Re: Testing ext4 persistent preallocation patches for 64 bit features

2007-02-08 Thread Amit K. Arora
On Wed, Feb 07, 2007 at 12:25:50AM -0800, Mingming Cao wrote:
> On Wed, 2007-02-07 at 13:18 +0530, Amit K. Arora wrote:
> > c) Do I need to put some hack in the filesystem code for above (to
> > allocate >32 bit physical block numbers) ?
> I had a ext3 hack patch before to allow application specify which block
> group is the targeted block allocation group,using ioctl command, so to
> allocate >32 bit physical block numbers it just set the target block
> group beyond 2**(32-15) = 2**17. patch is below..

Thanks for the patch! 

> BTW, have you considered
> - move the preallocation code in ioctl to a seperate function, and call
> that function from ioctl? That way we could easily switch to
> posix_falloc later.

OK.

> - Test preallocation with mapped IO?

I haven't done that yet. Will test it out too. Thanks!

--
Regards,
Amit Arora
-
To unsubscribe from this list: send the line "unsubscribe linux-ext4" in
the body of a message to [EMAIL PROTECTED]
More majordomo info at  http://vger.kernel.org/majordomo-info.html


Re: Testing ext4 persistent preallocation patches for 64 bit features

2007-02-08 Thread Amit K. Arora
On Wed, Feb 07, 2007 at 02:11:17PM -0700, Andreas Dilger wrote:
> On Feb 07, 2007  16:06 +0530, Suparna Bhattacharya wrote:
> > On Wed, Feb 07, 2007 at 12:25:50AM -0800, Mingming Cao wrote:
> > > - disable preallocation if the filesystem free blocks is under some low
> > > watermarks, to save space for near future real block allocation?
> > 
> > A policy decision like this is probably worth a discussion during today's 
> > call.
> > 
> > > - is de-preallocation something worth doing?
> 
> As discussed in the call - I don't think we can remove preallocations.
> The whole point of database preallocation is to guarantee that this space
> is available in the filesystem when writing into a file at random offsets
> (which would otherwise be sparse).
> 
> Similarly, persistent preallocation shouldn't be considered differently
> than an efficient way of doing zero filling of blocks.  At least that is
> my understanding...  Is this code implementing the "uninitialized extents"
> for databases (via explicit preallocation via fallocate/ioctl) so that
> they don't have to zero-fill large files, or is there also automatic
> preallocation of space to files (e.g. for O_APPEND files)?
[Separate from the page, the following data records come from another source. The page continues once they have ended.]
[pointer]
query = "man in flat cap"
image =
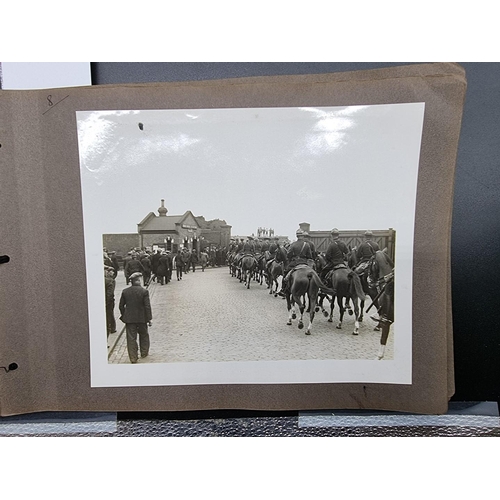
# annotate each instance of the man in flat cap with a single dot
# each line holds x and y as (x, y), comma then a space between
(135, 309)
You are right. There is no automatic preallocation of space being done
here. This code just implements the explicit (persistent) preallocation
of blocks via ioctl.

--
Regards,
Amit Arora
-
To unsubscribe from this list: send the line "unsubscribe linux-ext4" in
the body of a message to [EMAIL PROTECTED]
More majordomo info at  http://vger.kernel.org/majordomo-info.html


Re: Testing ext4 persistent preallocation patches for 64 bit features

2007-02-07 Thread Andreas Dilger
On Feb 07, 2007  16:06 +0530, Suparna Bhattacharya wrote:
> On Wed, Feb 07, 2007 at 12:25:50AM -0800, Mingming Cao wrote:
> > - disable preallocation if the filesystem free blocks is under some low
> > watermarks, to save space for near future real block allocation?
> 
> A policy decision like this is probably worth a discussion during today's 
> call.
> 
> > - is de-preallocation something worth doing?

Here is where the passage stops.